This week, the National Science Foundation issued a solicitation for its new Exploiting Parallelism and Scalability (XPS) program. The program aims to support groundbreaking research leading to a new era of scalable computing. NSF estimates that $15 million in awards will be made in FY 2013 for this program.
As the solicitation notes, the Computing Community Consortium (CCC) furnished a white paper earlier this year titled 21st Century Computer Architecture, through which members of the computing research community contributed strategic thinking in this space. The white paper drew upon a number of earlier efforts, including CCC’s Advancing Computer Architecture Research (ACAR) visioning reports.
Here is a synopsis of the Exploiting Parallelism and Scalability (XPS) program from the National Science Foundation:
Computing systems have undergone a fundamental transformation from the single-processor devices of the turn of the century to today’s ubiquitous and networked devices and warehouse-scale computing via the cloud. Parallelism has become ubiquitous at many levels. The proliferation of multi- and many-core processors, ever-increasing numbers of interconnected high performance and data intensive edge devices, and the data centers servicing them, is enabling a new set of global applications with large economic and social impact. At the same time, semiconductor technology is facing fundamental physical limits and single processor performance has plateaued. This means that the ability to achieve predictable performance improvements through improved processor technologies has ended.
The Exploiting Parallelism and Scalability (XPS) program aims to support groundbreaking research leading to a new era of parallel computing. XPS seeks research re-evaluating, and possibly re-designing, the traditional computer hardware and software stack for today’s heterogeneous parallel and distributed systems and exploring new holistic approaches to parallelism and scalability. Achieving the needed breakthroughs will require a collaborative effort among researchers representing all areas– from the application layer down to the micro-architecture– and will be built on new concepts and new foundational principles. New approaches to achieve scalable performance and usability need new abstract models and algorithms, programming models and languages, hardware architectures, compilers, operating systems and run-time systems, and exploit domain and application-specific knowledge. Research should also focus on energy- and communication-efficiency and on enabling the division of effort between edge devices and clouds.
Proposals should address four focus areas:
Foundational principles (FP)
Research on foundational principles should engender a paradigm shift in the ways in which one conceives, develops, analyzes, and uses parallel algorithms, languages, and concurrency. Foundational research should be guided by crucial design principles and constraints impacting these principles. Topics include, but are not limited to:
- New computational models that free the programmer from many low-level details of specific parallel hardware while supporting the expression of properties of a desired computation that allows maximum parallel performance. Models should be simple enough to understand and use, have solid semantic foundations, and guide algorithm design choices for diverse parallel platforms.
- Algorithms and algorithmic paradigms that simultaneously allow reasoning about parallel performance, lead to provable performance guarantees, and allow optimizing for various resources, including energy, memory hierarchy, and communication bandwidth as well as parallel work and running time.

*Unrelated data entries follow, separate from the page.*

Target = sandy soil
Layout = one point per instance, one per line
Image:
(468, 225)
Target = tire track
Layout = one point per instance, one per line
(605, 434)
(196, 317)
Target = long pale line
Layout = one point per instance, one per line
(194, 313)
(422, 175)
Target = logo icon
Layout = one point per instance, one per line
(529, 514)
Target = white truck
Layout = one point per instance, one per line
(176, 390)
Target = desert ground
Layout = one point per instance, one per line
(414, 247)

- New programming languages and language mechanisms that support new computational models, raise the level of abstraction, and lower the barrier of entry for parallel and concurrent programming. Parallel and concurrent languages that have programmability, verifiability, and scalable performance as design goals. Of particular interest are languages that abstract away from the traditional imperative programming model found in most sequential programming languages.
- Compilers and techniques for mapping high-level parallel languages and language mechanisms to efficient low-level, platform-specific code.

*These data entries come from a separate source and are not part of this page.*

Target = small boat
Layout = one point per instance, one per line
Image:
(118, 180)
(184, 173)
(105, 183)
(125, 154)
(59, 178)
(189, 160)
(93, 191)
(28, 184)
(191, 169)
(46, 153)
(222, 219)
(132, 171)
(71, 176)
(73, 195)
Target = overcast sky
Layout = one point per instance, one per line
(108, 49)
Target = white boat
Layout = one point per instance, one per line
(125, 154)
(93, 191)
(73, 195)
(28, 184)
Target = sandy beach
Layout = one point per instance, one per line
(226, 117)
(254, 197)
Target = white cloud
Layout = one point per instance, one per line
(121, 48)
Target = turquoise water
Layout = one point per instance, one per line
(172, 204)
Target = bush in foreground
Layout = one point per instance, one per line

- Development of interfaces to express parallelism at a higher level while being able to express and analyze locality, communication, and other parameters that affect performance and scalability.
Cross-layer and Cross-cutting Approaches (CLCCA)
In order to fully exploit the power of current and emerging computer architectures, research is needed that re-evaluates, and possibly re-designs, the traditional computer hardware and software stack – applications, programming languages, compilers, run-time systems, virtual machine, operating systems and architecture – for today’s heterogeneous parallel systems. A successful approach should be a collaboration that explores new holistic approaches to parallelism and cross-layer design. Topics include, but are not limited to:
- New abstractions, models, and software systems that expose fundamental attributes, such as energy use and communication costs, across all layers and that are portable across different platforms and architectural generations.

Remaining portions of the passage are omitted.